Davalı vekili cevap dilekçesinde özetle; davacı tarafından açılan gizlilik ve rekabet yasağının ihlal edildiği iddiasına dayalı sayın mahkemenin önündeki dava tıpkı dava dilekçesinde belirtildiği gibi “İş Sözleşmesinin Eki” niteliğinde olduğunu, yani taraflar arasındaki dava konusu iş sözleşmesinden kaynaklandığını, 7036 Sayılı İş Mahkemeleri Kanunu’nun 5. Maddesine göre görevli mahkemenin İş Mahkemeleri olduğunu, Türk Borçlar Kanunu 444. Ve devamı maddelerinde düzenlenen rekabet yasağı, iş ilişkisinden doğan rekabet yasağına ilişkin bir düzenleme olup dayanağı iş ilişkisi olduğunu, iş ilişkisine göre feri nitelikte yükümlülük doğuran bir sözleşme tipi olduğunu, bu durumda rekabet yasağının dayanağı işçinin hizmet akdinden kaynaklanmakta olup işçinin akdinden kaynaklanan herhangi bir anlaşmazlıkta ise iş mahkemeleri görevli olduğunu, davacının hiçbir iddiasını kabul etmemekle birlikte görevli mahkemenin İş Mahkemesi olduğu gözetildiğinde mahkemece görevsizlik kararı verilmesini talep ettiklerini, davalı hakkında açılmış bulunan işbu davanın reddine, yargılama giderleri ve avukatlık ücretinin karşı tarafa yükletilmesine, karar verilmesini savunmuştur.
DELİLLERİN DEĞERLENDİRİLMESİ VE GEREKÇE & NETİCE VE KANAAT:
Borçlar Kanunu 348 ve devamı maddelerinde düzenlenen rekabet yasagı sözlesmesine aykırı davranıs iddiasına dayalı, sözlesmede kararlastırılan cezai şartın tahsili istemine ilişkindir.
Türk Ticaret Kanununun 4. maddesinde; Tarafların tacir olup olmadıklarına bakılmaksızın: Borçlar Kanununun, rekabet memnuiyetine dair 348 ve 352,maddelerinde;tanzim olunan hususlardan dogan hukuk davaları ticari dava sayılır. hükmü bulunmaktadır. Aynı Kanunun 5. maddesi uyarınca, ticari davalara bakma görevi ticaret mahkemelerine aittir.

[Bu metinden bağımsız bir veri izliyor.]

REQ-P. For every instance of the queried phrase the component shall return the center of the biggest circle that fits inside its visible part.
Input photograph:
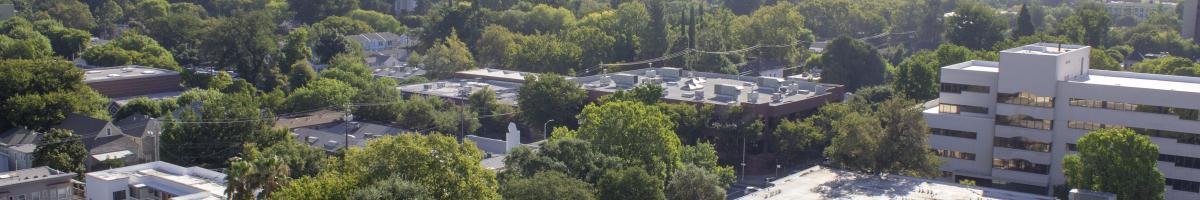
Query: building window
(1186, 186)
(119, 195)
(958, 155)
(1181, 161)
(1025, 98)
(946, 108)
(1019, 143)
(1020, 165)
(959, 88)
(1024, 121)
(952, 133)
(1182, 138)
(1182, 113)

Öte yandan; 5521 sayılı İş Mahkemeleri Kanunu 1. maddesi uyarınca; İş Kanununa göre isçi sayılan kisilerle isverenler arasında is akdinden yada İş Kanununa dayanan her türlü hak iddialarından dogan hukuk davalarına is mahkemelerinde bakılır.

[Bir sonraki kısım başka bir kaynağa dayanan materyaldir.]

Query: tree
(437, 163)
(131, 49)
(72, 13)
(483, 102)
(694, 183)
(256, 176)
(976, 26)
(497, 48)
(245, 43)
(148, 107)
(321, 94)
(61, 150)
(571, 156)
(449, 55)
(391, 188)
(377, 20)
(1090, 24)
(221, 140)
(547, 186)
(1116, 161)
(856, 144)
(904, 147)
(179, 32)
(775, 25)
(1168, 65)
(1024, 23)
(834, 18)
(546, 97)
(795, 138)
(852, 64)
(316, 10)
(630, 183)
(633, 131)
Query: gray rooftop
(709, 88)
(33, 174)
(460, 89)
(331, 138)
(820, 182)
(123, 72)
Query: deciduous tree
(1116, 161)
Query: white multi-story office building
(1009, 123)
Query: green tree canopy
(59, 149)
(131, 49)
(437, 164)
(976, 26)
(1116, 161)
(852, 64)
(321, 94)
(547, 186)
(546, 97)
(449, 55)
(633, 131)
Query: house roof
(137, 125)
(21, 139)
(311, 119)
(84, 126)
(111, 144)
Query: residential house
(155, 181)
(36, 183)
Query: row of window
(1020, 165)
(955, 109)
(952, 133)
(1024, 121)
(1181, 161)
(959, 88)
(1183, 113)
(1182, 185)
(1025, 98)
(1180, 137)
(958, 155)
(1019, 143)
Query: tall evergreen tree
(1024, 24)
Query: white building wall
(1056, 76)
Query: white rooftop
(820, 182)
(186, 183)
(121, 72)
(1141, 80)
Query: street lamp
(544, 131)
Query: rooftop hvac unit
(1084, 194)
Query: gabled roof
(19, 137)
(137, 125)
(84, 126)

Anılan Kanun hükümleri gözetildiginde Borçlar Kanununun 348 ve devamı maddelerinden kaynaklanan davalarda görevli mahkemenin belirlenmesi zorunlulugu ortaya çıkmaktadır.
Asliye Ticaret Mahkemeleri, 6102 Sayılı Türk Ticaret Kanunu’nun 5. Maddesi gereğince ticari davalara bakmakla görevlidir.
Ticarî davalar, 6102 sayılı Türk Ticaret Kanunu’nun 4/1. maddesinde sayılmış olup, buna göre, “Her iki tarafın da ticarî işletmesi ile ilgili hususlardan doğan hukuk davaları ve çekişmesiz yargı işleri ile tarafların tacir olup olmadıklarına bakılmaksızın aynı maddenin a), b), c), d), e) ve f) bentlerinde sayılan davalar” ticari dava olarak adlandırılmıştır.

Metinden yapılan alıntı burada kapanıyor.